Donna Haraway is one of the defining architects of critical posthumanism because she made hybridity feel politically serious rather than merely futuristic. Her central question has never been whether humans will someday merge with machines; it has been how stories about purity—of sex, species, labor, nature, or knowledge—have been used to stabilize power. In that sense, her work is not a celebration of technological novelty so much as a critique of innocence.

Her 1985 essay “A Cyborg Manifesto” became the emblematic text for many readers because it turned the cyborg into a figure for crossing boundaries that modern thought had treated as natural. But the point of the essay is often misunderstood. Haraway was not saying that all distinctions dissolve into an exciting blur. She was arguing that the old distinctions had already been crossed in practice, while the politics of those crossings remained hidden. The cyborg was a way to think against origin myths and against the fantasy of a pure, self-grounded subject.

Her later work deepened rather than softened that argument. She became increasingly concerned with companion species, situated knowledge, and the entanglement of humans with animals and environments. The philosophical force of this move lies in its refusal to let critique become abstraction. Knowing is always from somewhere; living is always with others; politics always has a body. That insistence makes Haraway one of the strongest correctives to any posthumanism that would float above the material world.

Her contradictions are part of her importance. Haraway can sound exuberant about technoscience while remaining sharply aware of its entanglement with military and capitalist power. She can seem to dissolve boundaries while actually redrawing them in more careful and responsible ways. She has always been difficult to summarize because she works by unsettling the frame in which summary would be easy. That difficulty is a feature, not a bug: it forces readers to confront how often philosophical comfort depends on false purity.

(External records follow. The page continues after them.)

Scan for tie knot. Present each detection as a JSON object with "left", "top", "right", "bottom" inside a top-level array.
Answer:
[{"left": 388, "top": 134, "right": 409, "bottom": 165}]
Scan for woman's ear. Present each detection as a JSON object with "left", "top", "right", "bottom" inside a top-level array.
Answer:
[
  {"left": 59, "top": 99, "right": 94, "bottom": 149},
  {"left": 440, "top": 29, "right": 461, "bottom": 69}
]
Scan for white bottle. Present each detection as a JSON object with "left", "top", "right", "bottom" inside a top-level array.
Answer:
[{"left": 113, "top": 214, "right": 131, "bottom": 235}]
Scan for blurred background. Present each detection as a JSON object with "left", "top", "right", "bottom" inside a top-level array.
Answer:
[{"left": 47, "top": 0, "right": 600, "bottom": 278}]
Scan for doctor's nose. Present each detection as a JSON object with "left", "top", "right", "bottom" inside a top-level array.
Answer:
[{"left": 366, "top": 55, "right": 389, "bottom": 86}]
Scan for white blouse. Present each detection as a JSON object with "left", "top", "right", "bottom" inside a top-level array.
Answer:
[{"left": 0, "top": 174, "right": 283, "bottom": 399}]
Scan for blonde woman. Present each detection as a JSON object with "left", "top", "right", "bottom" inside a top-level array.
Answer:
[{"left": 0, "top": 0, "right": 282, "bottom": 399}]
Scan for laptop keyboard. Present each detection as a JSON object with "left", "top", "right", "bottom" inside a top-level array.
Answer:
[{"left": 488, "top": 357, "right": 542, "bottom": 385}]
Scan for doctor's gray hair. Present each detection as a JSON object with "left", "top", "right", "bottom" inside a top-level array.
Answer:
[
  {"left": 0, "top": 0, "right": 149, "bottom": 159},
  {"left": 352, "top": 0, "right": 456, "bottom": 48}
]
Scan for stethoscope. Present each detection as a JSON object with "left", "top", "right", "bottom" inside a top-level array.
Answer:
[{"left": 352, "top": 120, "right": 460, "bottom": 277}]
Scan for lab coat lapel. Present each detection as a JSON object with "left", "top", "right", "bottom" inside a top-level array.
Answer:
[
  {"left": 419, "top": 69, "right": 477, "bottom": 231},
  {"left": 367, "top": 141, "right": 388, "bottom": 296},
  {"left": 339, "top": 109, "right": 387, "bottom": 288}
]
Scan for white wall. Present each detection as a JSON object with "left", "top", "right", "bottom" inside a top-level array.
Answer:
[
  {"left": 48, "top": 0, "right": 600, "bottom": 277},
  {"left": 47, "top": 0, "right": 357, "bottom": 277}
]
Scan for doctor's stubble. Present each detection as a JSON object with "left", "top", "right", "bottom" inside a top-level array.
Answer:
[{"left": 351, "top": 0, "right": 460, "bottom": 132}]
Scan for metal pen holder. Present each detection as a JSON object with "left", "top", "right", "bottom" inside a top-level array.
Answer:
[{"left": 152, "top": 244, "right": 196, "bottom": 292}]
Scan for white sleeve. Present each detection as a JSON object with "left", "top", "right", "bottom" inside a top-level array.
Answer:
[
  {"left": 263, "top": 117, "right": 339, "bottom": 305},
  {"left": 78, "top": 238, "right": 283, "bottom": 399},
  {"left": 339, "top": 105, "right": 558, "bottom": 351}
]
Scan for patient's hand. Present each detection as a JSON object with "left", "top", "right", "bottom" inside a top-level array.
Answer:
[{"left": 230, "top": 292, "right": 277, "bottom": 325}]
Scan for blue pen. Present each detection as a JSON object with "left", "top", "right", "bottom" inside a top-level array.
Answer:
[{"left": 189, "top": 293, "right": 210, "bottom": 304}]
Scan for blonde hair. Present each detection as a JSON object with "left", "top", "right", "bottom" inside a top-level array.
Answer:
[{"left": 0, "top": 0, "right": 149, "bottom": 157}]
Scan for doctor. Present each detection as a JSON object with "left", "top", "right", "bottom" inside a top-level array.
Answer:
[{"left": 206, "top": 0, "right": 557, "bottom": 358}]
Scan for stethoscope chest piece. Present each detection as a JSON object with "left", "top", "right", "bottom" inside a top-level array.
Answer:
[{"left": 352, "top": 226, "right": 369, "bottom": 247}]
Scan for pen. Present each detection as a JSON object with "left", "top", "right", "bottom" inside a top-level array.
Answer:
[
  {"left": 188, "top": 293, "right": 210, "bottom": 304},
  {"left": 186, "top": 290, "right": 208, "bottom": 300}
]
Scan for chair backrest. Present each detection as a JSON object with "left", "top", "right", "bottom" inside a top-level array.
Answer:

Haraway’s influence extends well beyond philosophy into anthropology, media studies, environmental thought, feminist theory, and the arts. Her lasting contribution to posthumanism is to have made it possible to think of the posthuman not as an end point after “the human,” but as a politics of entanglement already underway. She gave the movement one of its most durable images and, more importantly, one of its most exacting standards: no innocent borders, no pure origins, no easy escapes.